Alice looks at her mom; she notices that her hair is plastered to her neck. Then she looks out over the dark mass of the garden.
“Sometimes I can hear him,” she says. “Not like in a crazy way or anything. I can hear the things he’s said to me. How to do things and stuff.”
“It’s really cold, honey.”
“We’d always just sit here for a few minutes when we finished planting.”
Alice picks up the lantern and wipes the rain off the stool for her mom. Angie hesitates and then sits. Alice sets the lantern down and then kneels in the dirt. She pulls a Snickers bar out of the jacket pocket, unwraps it, and hands half to her mom.
“Snickers?”
“Dad’s favorite.”
“Really?”
“You didn’t know that?”
“Nope.”
They eat the Snickers.
“Normally, when Dad and I would do this the sun would be shining and some birds would be singing and . . .”
“I know, I know . . .”
“And you’d just sort of feel things beginning and things continuing . . . the way some things get to continue . . . because it’s the same things that are beginning every spring . . . and it’s like . . . so full of hope, you know? To put those seeds in the ground every year.”
Alice hasn’t said this many words in a row to her mother in a long time. She wonders if it’s the dark that is letting her talk like this. Or the fact that Angie has entered Alice’s world for a change.
“Can you smell that smell?”
Angie sniffs, skeptical and dubious that there could be something out here she would actually like to smell. Because while she may like big animals and barns and farmers and farmers’ wives, she does not, in any way, shape, or form, like dirt.
“Which smell?”
“All of them.”
“Honey, the garden isn’t really—”
“Ellie told me a new word today.
Petrichor.
The loamy smell that rises from the ground after rain. Isn’t it cool that there’s a word for that?”
“Ellie and her dictionary.”
“It’s there. Just like she said. It’s there.”
Water is now dripping from Angie’s neck down Angie’s back and she is wishing she could enter into the spirit of all of this with Alice a bit more fully, that she could just inhale
petrichor
like a really good sport, but just as fervently she is wishing she could get inside her nice, dry house.
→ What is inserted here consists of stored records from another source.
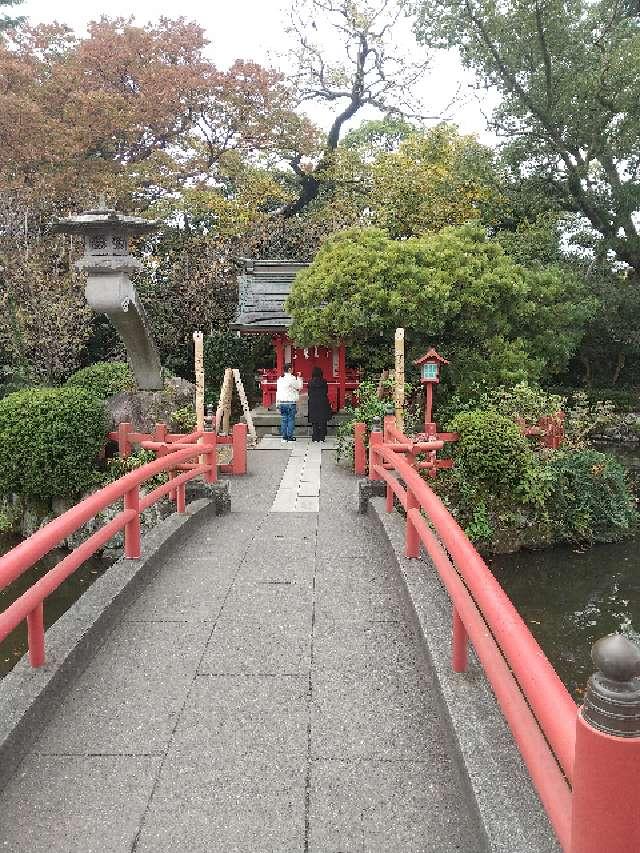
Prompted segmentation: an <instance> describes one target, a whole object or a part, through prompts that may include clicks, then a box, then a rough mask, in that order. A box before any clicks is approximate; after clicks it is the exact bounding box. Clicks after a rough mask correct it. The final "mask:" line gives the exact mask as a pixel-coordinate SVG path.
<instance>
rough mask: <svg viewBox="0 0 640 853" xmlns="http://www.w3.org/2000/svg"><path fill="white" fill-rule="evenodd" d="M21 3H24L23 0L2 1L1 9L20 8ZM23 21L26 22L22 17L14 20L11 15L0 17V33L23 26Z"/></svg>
mask: <svg viewBox="0 0 640 853" xmlns="http://www.w3.org/2000/svg"><path fill="white" fill-rule="evenodd" d="M21 3H22V0H0V7H1V6H20V5H21ZM23 21H24V18H21V17H18V18H13V17H10V16H9V15H0V33H1V32H2V31H3V30H9V29H12V28H13V27H16V26H18V24H21V23H22V22H23Z"/></svg>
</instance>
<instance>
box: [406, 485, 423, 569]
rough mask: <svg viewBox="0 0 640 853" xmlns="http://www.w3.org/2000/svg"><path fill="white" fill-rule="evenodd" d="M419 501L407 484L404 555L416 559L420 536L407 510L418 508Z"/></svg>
mask: <svg viewBox="0 0 640 853" xmlns="http://www.w3.org/2000/svg"><path fill="white" fill-rule="evenodd" d="M419 508H420V501H419V500H418V499H417V497H416V496H415V495H414V494H413V492H412V491H411V489H410V488H409V487H408V486H407V527H406V530H405V539H404V555H405V557H412V558H413V559H416V558H417V557H419V556H420V537H419V535H418V531H417V530H416V527H415V525H414V523H413V522H412V521H411V516H410V514H409V511H410V510H412V509H419Z"/></svg>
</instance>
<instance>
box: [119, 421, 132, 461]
mask: <svg viewBox="0 0 640 853" xmlns="http://www.w3.org/2000/svg"><path fill="white" fill-rule="evenodd" d="M130 432H131V424H128V423H124V422H123V423H121V424H118V455H119V456H120V458H121V459H126V458H127V456H129V455H130V453H131V444H130V443H129V433H130Z"/></svg>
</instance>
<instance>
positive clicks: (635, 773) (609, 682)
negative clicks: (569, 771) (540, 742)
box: [570, 634, 640, 853]
mask: <svg viewBox="0 0 640 853" xmlns="http://www.w3.org/2000/svg"><path fill="white" fill-rule="evenodd" d="M591 656H592V658H593V662H594V664H595V665H596V667H597V668H598V672H596V673H595V674H594V675H592V676H591V678H590V679H589V685H588V687H587V692H586V694H585V700H584V705H583V706H582V708H581V709H580V712H579V713H578V717H577V725H576V748H575V763H574V770H573V796H572V818H571V849H570V853H604V851H606V853H637V851H638V850H640V785H639V784H638V768H639V767H640V682H639V681H638V676H640V648H638V646H636V644H635V643H632V642H631V640H628V639H627V638H626V637H623V636H621V635H619V634H618V635H611V636H609V637H604V638H603V639H601V640H598V642H597V643H596V644H595V645H594V647H593V651H592V655H591Z"/></svg>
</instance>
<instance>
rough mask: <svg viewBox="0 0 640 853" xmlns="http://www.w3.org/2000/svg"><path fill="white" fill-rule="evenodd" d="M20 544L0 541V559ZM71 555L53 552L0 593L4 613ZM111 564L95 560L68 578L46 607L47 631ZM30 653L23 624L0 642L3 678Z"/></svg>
mask: <svg viewBox="0 0 640 853" xmlns="http://www.w3.org/2000/svg"><path fill="white" fill-rule="evenodd" d="M19 541H20V540H19V539H11V538H4V537H3V538H0V556H1V555H2V554H5V553H6V552H7V551H9V550H10V549H11V548H13V547H14V546H15V545H17V544H18V542H19ZM68 553H69V552H68V551H65V550H63V549H58V550H56V551H52V552H51V553H50V554H47V556H46V557H44V558H43V559H42V560H41V561H40V562H39V563H37V564H36V565H35V566H34V567H33V568H32V569H30V570H29V571H28V572H25V574H23V575H22V576H21V577H20V578H18V579H17V580H16V581H15V582H14V583H12V584H11V585H10V586H8V587H7V588H6V589H3V590H0V613H1V612H2V611H3V610H6V609H7V607H8V606H9V605H10V604H11V603H12V602H13V601H15V600H16V598H18V597H19V596H20V595H22V593H23V592H24V591H25V590H26V589H28V588H29V587H30V586H31V585H32V584H33V583H34V582H35V581H37V580H38V579H39V578H41V577H42V576H43V575H44V574H46V573H47V572H48V571H49V569H52V568H53V567H54V566H55V565H56V563H58V562H59V561H60V560H61V559H62V558H63V557H65V556H66V555H67V554H68ZM111 563H112V561H111V560H105V559H102V558H100V557H92V558H91V559H89V560H87V561H86V563H83V565H82V566H80V568H79V569H77V570H76V571H75V572H74V573H73V574H72V575H71V577H69V578H67V580H66V581H64V583H62V584H61V585H60V586H59V587H58V589H57V590H56V591H55V592H54V593H52V595H50V596H49V597H48V598H47V599H46V601H45V603H44V621H45V628H48V627H49V626H50V625H53V623H54V622H55V621H56V620H57V619H59V618H60V616H62V614H63V613H64V612H65V611H67V610H68V609H69V608H70V607H71V605H72V604H73V603H74V601H77V600H78V598H80V596H81V595H82V593H83V592H84V591H85V590H86V589H87V588H88V587H89V586H91V584H92V583H93V581H94V580H95V579H96V578H97V577H99V576H100V575H101V574H103V573H104V572H105V571H106V570H107V569H108V568H109V566H110V565H111ZM45 648H46V644H45ZM26 650H27V626H26V623H24V622H23V623H22V624H21V625H19V626H18V627H17V628H16V630H15V631H13V632H12V633H11V634H10V635H9V636H8V637H7V638H6V639H5V640H4V641H2V642H0V678H3V677H4V676H5V675H6V674H7V673H8V672H9V670H11V669H12V668H13V667H14V666H15V665H16V663H17V662H18V661H19V660H20V658H21V657H22V655H23V654H24V653H25V652H26Z"/></svg>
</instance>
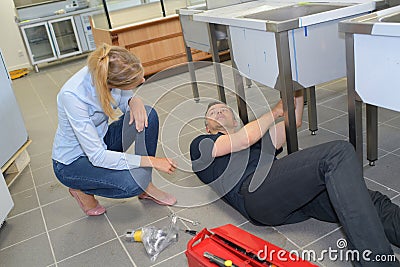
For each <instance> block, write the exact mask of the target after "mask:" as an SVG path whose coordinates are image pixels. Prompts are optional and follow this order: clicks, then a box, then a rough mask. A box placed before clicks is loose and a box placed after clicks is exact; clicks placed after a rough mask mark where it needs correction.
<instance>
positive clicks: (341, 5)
mask: <svg viewBox="0 0 400 267" xmlns="http://www.w3.org/2000/svg"><path fill="white" fill-rule="evenodd" d="M342 7H345V6H344V5H332V4H311V3H307V4H296V5H291V6H285V7H281V8H276V9H271V10H266V11H262V12H258V13H254V14H249V15H246V16H243V18H249V19H258V20H268V21H277V22H279V21H287V20H292V19H297V18H299V17H304V16H308V15H312V14H317V13H322V12H326V11H330V10H334V9H338V8H342Z"/></svg>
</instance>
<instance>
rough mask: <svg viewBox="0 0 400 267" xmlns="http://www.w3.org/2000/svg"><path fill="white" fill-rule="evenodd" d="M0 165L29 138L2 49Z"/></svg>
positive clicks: (10, 156)
mask: <svg viewBox="0 0 400 267" xmlns="http://www.w3.org/2000/svg"><path fill="white" fill-rule="evenodd" d="M0 129H1V130H0V167H3V165H4V164H5V163H6V162H7V161H8V160H9V159H10V158H11V157H12V156H13V155H14V154H15V152H17V151H18V149H20V148H21V147H22V146H23V145H24V144H25V142H26V141H27V140H28V133H27V131H26V128H25V124H24V120H23V118H22V114H21V111H20V109H19V106H18V103H17V100H16V98H15V95H14V91H13V88H12V87H11V79H10V77H9V75H8V71H7V68H6V65H5V63H4V59H3V56H2V53H1V50H0Z"/></svg>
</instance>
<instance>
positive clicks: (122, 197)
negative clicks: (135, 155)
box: [53, 106, 159, 198]
mask: <svg viewBox="0 0 400 267" xmlns="http://www.w3.org/2000/svg"><path fill="white" fill-rule="evenodd" d="M146 111H147V115H148V127H147V128H145V129H144V131H142V132H140V133H139V132H137V130H136V128H135V124H134V123H133V124H132V125H129V126H128V122H129V116H125V115H122V116H121V117H120V118H119V119H118V120H117V121H115V122H113V123H111V124H110V125H109V128H108V131H107V134H106V136H105V137H104V142H105V143H106V144H107V149H109V150H113V151H118V152H123V151H125V150H126V149H128V148H129V147H130V145H131V144H132V143H133V142H135V154H137V155H142V156H146V155H148V156H155V154H156V150H157V140H158V127H159V122H158V115H157V112H156V111H155V110H154V109H152V108H150V107H148V106H146ZM128 115H129V113H128ZM124 121H125V123H124ZM124 124H125V127H129V129H124V130H123V125H124ZM123 134H124V136H123ZM53 169H54V173H55V175H56V177H57V178H58V180H59V181H60V182H61V183H62V184H64V185H65V186H67V187H70V188H74V189H79V190H81V191H83V192H85V193H86V194H90V195H98V196H102V197H108V198H129V197H133V196H137V195H139V194H141V193H142V192H143V191H144V189H146V188H147V186H148V185H149V183H150V181H151V175H152V168H143V167H140V168H135V169H131V170H112V169H106V168H101V167H96V166H93V164H92V163H90V161H89V160H88V158H87V157H85V156H82V157H79V158H78V159H76V160H75V161H74V162H72V163H71V164H68V165H65V164H62V163H60V162H58V161H55V160H53Z"/></svg>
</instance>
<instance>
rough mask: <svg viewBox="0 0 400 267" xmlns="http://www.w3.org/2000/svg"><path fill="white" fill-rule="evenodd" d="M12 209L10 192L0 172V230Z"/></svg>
mask: <svg viewBox="0 0 400 267" xmlns="http://www.w3.org/2000/svg"><path fill="white" fill-rule="evenodd" d="M13 207H14V202H13V200H12V198H11V195H10V192H9V191H8V187H7V184H6V182H5V180H4V177H3V174H2V173H1V172H0V228H1V226H2V224H3V222H4V221H5V219H6V218H7V215H8V213H9V212H10V211H11V209H12V208H13Z"/></svg>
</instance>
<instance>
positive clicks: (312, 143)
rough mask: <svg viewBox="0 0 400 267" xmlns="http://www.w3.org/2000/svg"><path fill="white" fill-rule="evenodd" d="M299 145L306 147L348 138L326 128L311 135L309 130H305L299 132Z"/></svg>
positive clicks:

“So . . . is that enough communing with nature for one night?”
Alice laughs.
“You go in. I’ll put the tools away.”
Angie picks up her umbrella and heads back to the house. She’s washing her hands at the kitchen sink and looks up to see that Alice is still in the garden, still kneeling in the dirt. The light from the lantern barely illuminates her. Angie turns out the kitchen light and returns to the window, thinking she might be able to see a little better. What is she waiting for? Her father’s voice? A miracle? Is she praying?